On the other hand, for the dispensationalist mercy ministry to those outside the church could be a legitimate expression of God's love to others, as well a tool to open the door for a hearing of the gospel. But in isolation those deeds have nothing to do with kingdom advancement. For those who see the kingdom as entirely future, kingdom work is made up solely of the verbal proclamation of the gospel. This view of kingdom work is not unique to dispensationalists, but is shared by amillenialists who see mercy ministry as an individual mandate (such as Horton), and also those who are skeptical about the church's attempts to right social wrongs in the culture. For example, Mark Galli (an editor over at CT) writes, "The goal of transforming our city, our culture, or our world can lead to little good." He asks, what do "the crusades, the Inquisition, murderously Reformed Geneva, and the Salem witch trials all have in common? They were motivated by a desire to transform the culture, if not the world, into a Kingdom of God."

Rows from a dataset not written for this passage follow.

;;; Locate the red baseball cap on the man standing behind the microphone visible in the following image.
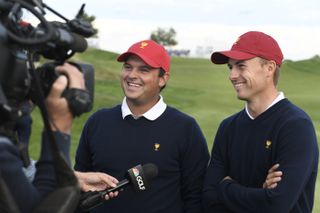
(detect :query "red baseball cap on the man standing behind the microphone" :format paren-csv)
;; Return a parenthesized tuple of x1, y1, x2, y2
(117, 40, 170, 73)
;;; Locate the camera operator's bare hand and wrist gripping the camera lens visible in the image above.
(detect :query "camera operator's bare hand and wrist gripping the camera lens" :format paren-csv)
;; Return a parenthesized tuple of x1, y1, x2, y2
(46, 63, 85, 134)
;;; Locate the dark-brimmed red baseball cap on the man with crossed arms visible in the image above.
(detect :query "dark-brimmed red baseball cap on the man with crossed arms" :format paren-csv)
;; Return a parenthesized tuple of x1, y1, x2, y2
(211, 31, 283, 66)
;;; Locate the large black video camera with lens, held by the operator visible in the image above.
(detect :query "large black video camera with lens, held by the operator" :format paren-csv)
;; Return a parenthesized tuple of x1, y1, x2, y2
(0, 0, 95, 124)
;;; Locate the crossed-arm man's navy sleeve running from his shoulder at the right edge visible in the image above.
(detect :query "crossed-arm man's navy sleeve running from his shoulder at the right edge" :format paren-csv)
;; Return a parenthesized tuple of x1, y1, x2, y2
(206, 119, 318, 213)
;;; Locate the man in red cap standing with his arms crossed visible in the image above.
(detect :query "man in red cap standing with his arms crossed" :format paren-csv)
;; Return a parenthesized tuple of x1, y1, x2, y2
(203, 31, 319, 213)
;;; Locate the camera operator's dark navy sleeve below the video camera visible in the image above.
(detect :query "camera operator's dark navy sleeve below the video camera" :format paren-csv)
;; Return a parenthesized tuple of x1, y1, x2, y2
(0, 132, 70, 213)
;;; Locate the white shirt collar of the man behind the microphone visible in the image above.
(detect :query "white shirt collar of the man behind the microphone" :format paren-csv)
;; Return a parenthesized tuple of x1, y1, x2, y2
(121, 95, 167, 121)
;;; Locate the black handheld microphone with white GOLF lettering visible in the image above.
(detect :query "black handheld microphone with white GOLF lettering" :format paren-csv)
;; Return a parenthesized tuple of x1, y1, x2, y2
(80, 163, 158, 211)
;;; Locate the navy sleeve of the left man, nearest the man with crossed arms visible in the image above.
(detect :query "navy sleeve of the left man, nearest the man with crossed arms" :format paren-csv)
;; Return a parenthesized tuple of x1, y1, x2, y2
(181, 120, 209, 213)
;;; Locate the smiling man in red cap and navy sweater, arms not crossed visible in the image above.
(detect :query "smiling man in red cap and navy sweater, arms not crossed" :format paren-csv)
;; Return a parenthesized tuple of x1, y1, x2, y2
(75, 40, 209, 213)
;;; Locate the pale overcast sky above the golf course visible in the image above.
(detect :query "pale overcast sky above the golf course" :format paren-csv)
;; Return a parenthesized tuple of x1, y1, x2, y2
(43, 0, 320, 60)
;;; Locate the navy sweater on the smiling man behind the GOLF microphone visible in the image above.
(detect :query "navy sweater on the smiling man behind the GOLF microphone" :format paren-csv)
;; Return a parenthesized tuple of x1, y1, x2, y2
(75, 105, 209, 213)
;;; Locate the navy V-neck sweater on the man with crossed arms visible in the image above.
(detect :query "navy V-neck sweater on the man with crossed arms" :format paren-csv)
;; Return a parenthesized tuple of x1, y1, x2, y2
(203, 99, 319, 213)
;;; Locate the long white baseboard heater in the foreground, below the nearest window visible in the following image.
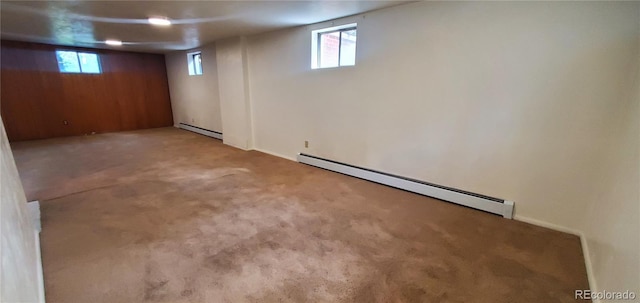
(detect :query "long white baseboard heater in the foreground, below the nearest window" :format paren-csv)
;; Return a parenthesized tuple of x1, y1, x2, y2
(298, 154, 513, 219)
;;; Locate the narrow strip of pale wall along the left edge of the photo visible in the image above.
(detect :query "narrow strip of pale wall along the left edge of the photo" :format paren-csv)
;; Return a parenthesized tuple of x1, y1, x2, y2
(0, 119, 41, 302)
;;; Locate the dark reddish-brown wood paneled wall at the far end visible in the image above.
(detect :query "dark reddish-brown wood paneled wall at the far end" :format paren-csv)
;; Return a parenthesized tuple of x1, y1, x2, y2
(0, 40, 173, 141)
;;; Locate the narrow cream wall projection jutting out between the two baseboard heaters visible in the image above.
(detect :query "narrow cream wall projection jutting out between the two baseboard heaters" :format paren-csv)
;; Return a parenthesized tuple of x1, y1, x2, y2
(216, 37, 253, 150)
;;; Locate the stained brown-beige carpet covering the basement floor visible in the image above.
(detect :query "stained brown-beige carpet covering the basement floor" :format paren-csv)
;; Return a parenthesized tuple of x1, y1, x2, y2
(12, 128, 588, 303)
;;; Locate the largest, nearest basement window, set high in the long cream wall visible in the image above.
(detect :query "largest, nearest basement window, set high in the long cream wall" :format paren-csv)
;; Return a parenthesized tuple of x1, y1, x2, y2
(311, 23, 358, 69)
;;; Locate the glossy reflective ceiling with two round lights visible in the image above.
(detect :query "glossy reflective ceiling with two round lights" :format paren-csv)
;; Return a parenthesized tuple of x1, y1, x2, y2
(0, 0, 408, 52)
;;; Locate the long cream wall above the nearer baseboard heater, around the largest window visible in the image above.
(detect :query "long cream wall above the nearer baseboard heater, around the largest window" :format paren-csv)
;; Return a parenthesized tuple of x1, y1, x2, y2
(246, 2, 640, 231)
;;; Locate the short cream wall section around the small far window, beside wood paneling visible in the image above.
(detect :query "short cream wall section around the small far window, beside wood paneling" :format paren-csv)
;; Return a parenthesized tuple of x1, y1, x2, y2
(165, 43, 222, 132)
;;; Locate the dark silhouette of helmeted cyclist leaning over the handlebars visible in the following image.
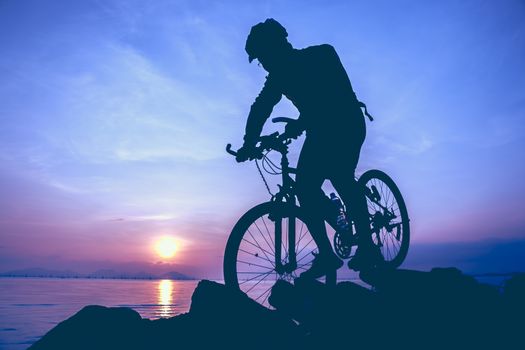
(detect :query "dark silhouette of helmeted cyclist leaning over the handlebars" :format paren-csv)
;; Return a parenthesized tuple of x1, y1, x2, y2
(237, 18, 383, 278)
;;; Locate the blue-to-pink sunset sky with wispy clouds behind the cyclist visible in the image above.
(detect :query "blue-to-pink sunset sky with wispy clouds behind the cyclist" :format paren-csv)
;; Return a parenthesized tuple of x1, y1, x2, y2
(0, 0, 525, 278)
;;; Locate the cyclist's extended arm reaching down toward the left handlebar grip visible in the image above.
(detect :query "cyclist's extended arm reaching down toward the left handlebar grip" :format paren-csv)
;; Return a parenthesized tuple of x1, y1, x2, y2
(244, 75, 282, 146)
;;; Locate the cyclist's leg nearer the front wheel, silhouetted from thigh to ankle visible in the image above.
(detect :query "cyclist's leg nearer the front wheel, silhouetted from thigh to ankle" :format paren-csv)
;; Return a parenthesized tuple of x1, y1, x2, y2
(296, 138, 340, 275)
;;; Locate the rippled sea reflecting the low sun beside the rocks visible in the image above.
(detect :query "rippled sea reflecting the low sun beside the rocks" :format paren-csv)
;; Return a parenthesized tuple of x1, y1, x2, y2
(0, 277, 510, 350)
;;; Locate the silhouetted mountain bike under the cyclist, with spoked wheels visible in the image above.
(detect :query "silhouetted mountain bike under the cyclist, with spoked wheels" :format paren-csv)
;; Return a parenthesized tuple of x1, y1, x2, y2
(223, 118, 410, 307)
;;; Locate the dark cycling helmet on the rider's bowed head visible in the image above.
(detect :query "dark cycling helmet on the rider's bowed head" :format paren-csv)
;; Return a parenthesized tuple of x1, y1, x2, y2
(245, 18, 288, 62)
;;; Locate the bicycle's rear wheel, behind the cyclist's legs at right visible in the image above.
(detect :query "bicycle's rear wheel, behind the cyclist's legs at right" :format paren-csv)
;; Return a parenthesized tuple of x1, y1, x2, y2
(358, 170, 410, 268)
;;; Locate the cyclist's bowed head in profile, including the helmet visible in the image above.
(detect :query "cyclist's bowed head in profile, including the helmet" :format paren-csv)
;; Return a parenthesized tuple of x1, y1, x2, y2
(245, 18, 292, 70)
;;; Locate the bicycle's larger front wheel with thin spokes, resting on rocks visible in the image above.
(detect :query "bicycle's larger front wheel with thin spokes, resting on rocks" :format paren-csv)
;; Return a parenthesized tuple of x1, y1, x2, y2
(223, 202, 335, 308)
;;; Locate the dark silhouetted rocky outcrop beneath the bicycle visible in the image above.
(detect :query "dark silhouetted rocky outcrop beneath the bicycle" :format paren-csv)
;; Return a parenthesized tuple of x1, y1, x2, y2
(31, 268, 525, 349)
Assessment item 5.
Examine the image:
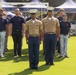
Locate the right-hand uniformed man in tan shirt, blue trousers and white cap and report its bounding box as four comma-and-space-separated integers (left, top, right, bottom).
42, 8, 60, 65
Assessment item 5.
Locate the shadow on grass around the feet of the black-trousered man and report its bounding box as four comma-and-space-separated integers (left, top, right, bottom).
0, 49, 28, 61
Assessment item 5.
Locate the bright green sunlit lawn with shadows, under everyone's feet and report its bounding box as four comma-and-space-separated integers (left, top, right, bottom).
0, 36, 76, 75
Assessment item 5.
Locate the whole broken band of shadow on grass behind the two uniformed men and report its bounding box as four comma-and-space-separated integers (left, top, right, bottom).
0, 49, 64, 63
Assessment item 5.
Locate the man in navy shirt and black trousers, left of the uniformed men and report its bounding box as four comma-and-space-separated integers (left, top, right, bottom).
10, 9, 25, 57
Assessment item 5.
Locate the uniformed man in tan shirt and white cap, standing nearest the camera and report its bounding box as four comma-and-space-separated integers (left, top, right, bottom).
25, 9, 43, 69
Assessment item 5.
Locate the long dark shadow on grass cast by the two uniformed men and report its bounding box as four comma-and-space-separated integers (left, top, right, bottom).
8, 65, 51, 75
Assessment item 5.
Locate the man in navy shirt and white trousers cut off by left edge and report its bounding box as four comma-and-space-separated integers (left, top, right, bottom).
0, 8, 8, 57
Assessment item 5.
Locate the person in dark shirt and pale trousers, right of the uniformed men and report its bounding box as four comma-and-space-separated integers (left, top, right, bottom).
60, 14, 71, 57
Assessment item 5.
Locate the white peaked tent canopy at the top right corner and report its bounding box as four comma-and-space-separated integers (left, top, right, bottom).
55, 0, 76, 13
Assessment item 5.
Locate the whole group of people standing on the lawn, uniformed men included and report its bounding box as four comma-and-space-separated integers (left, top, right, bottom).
0, 8, 71, 69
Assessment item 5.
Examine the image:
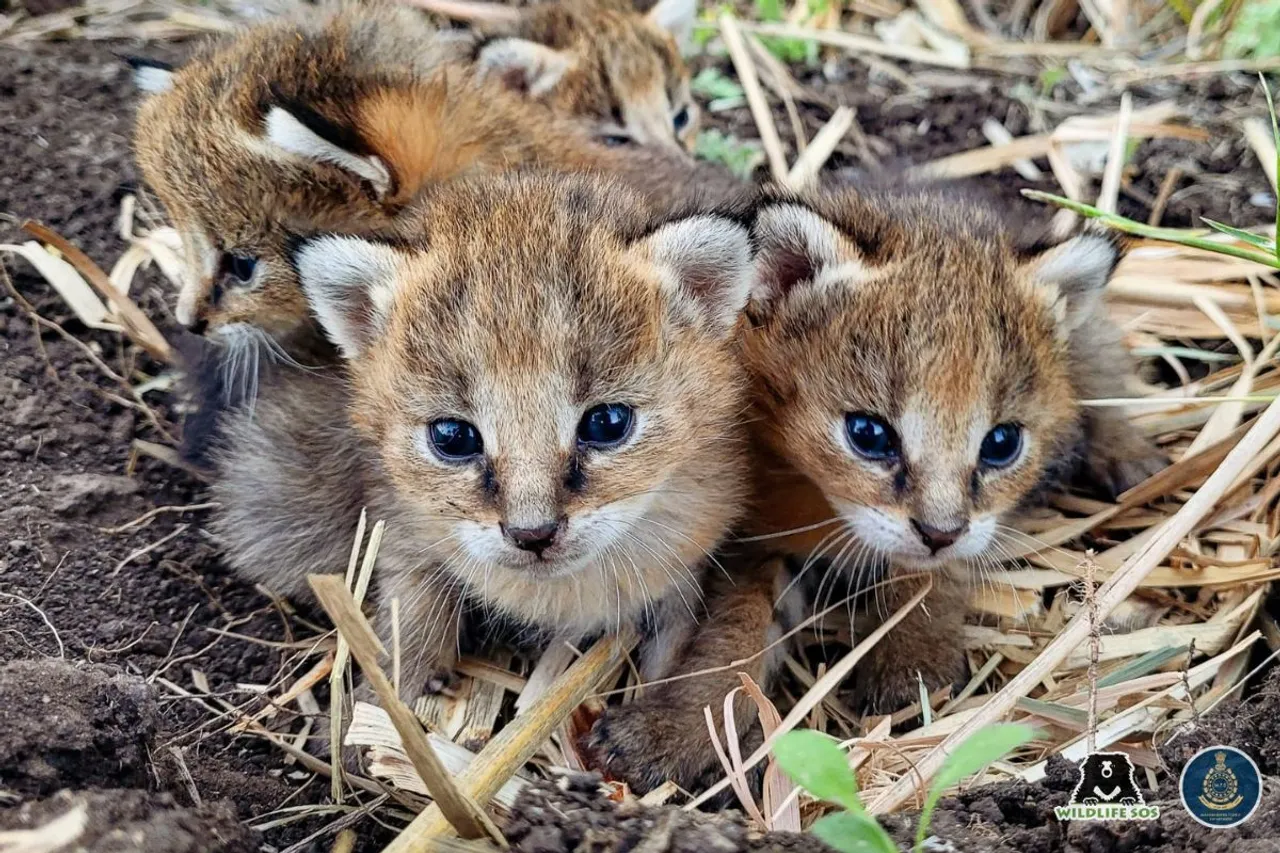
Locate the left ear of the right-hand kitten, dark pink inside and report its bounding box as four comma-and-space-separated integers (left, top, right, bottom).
751, 202, 868, 307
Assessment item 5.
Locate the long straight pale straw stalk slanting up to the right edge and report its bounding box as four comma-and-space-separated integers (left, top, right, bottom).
870, 398, 1280, 815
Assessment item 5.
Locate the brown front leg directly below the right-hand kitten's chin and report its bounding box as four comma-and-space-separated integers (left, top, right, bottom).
854, 571, 968, 713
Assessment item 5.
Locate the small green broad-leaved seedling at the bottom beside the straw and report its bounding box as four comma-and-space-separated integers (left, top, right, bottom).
773, 722, 1038, 853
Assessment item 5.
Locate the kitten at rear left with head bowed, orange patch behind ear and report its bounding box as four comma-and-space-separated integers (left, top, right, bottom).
134, 5, 737, 361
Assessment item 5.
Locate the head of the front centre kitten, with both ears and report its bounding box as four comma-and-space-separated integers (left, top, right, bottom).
298, 177, 749, 584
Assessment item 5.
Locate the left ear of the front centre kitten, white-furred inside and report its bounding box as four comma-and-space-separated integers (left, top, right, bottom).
292, 236, 402, 359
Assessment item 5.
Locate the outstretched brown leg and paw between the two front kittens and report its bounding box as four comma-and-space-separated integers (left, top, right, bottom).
586, 561, 780, 793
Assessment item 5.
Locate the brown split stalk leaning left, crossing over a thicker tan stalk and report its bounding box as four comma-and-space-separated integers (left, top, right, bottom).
307, 575, 507, 848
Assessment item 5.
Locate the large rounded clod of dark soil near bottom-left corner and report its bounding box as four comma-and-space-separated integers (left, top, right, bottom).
0, 661, 156, 797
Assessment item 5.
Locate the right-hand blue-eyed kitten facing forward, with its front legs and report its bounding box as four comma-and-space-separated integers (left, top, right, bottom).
594, 187, 1165, 790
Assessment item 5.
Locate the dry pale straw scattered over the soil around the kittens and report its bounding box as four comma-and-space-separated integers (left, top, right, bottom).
0, 0, 1280, 850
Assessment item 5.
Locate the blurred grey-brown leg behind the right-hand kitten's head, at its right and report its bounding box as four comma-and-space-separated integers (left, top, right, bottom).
1071, 315, 1169, 497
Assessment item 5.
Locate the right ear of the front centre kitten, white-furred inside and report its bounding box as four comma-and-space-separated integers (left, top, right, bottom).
631, 215, 751, 337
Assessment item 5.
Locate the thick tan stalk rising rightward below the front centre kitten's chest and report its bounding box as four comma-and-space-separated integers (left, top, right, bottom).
383, 634, 636, 853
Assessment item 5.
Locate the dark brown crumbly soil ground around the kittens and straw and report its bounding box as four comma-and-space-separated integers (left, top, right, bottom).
0, 23, 1280, 853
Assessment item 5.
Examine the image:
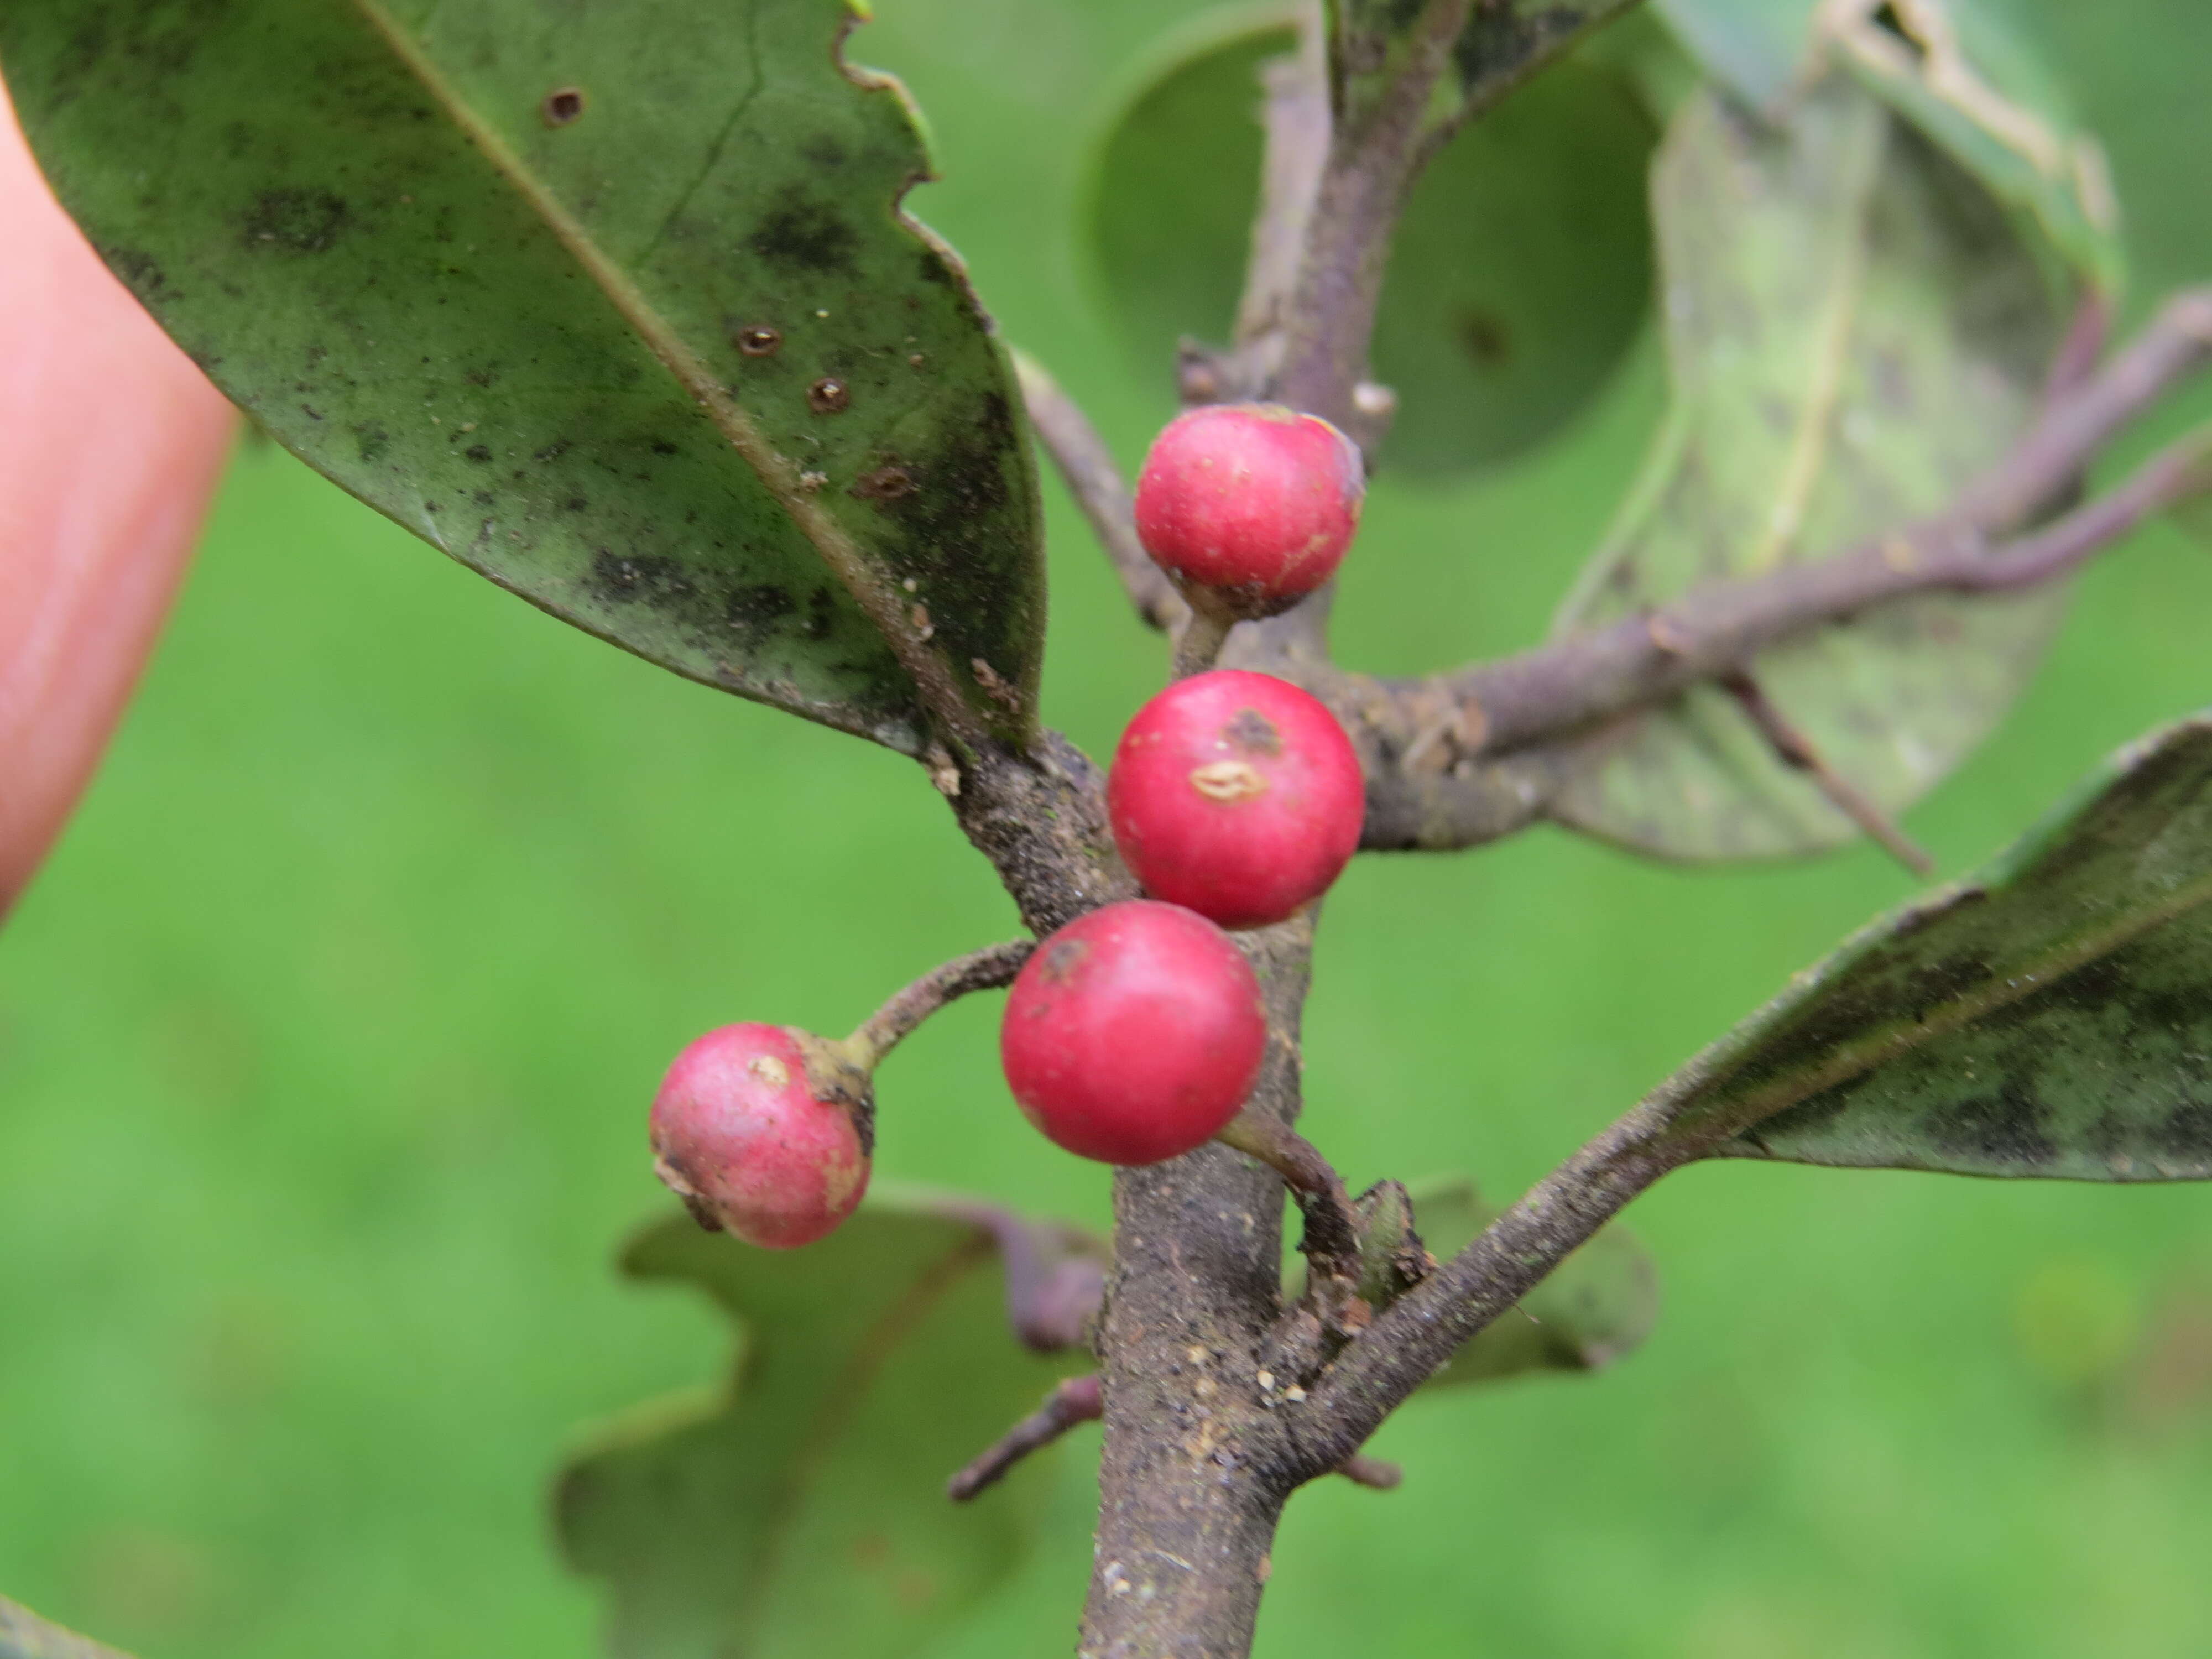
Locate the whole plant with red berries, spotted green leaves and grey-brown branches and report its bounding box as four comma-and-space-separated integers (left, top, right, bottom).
0, 0, 2212, 1659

While it certainly goes too far to compare churches that think their goal is cultural transformation with the Salem witch trials, Galli does make a good point. God's kingdom is established by Jesus Christ when he returns to earth. One of its distinguishing features is that it is brought about by God, not by people. The kingdom is advanced through conversion (another work of God) only in the sense that more citizens are added to it. But it is not the church's job to bring about kingdom-like conditions. To call your ministry incarnational cheapens the incarnation of Jesus, and to call your mercy ministry kingdom work shows a radical underestimation of the true nature of the kingdom.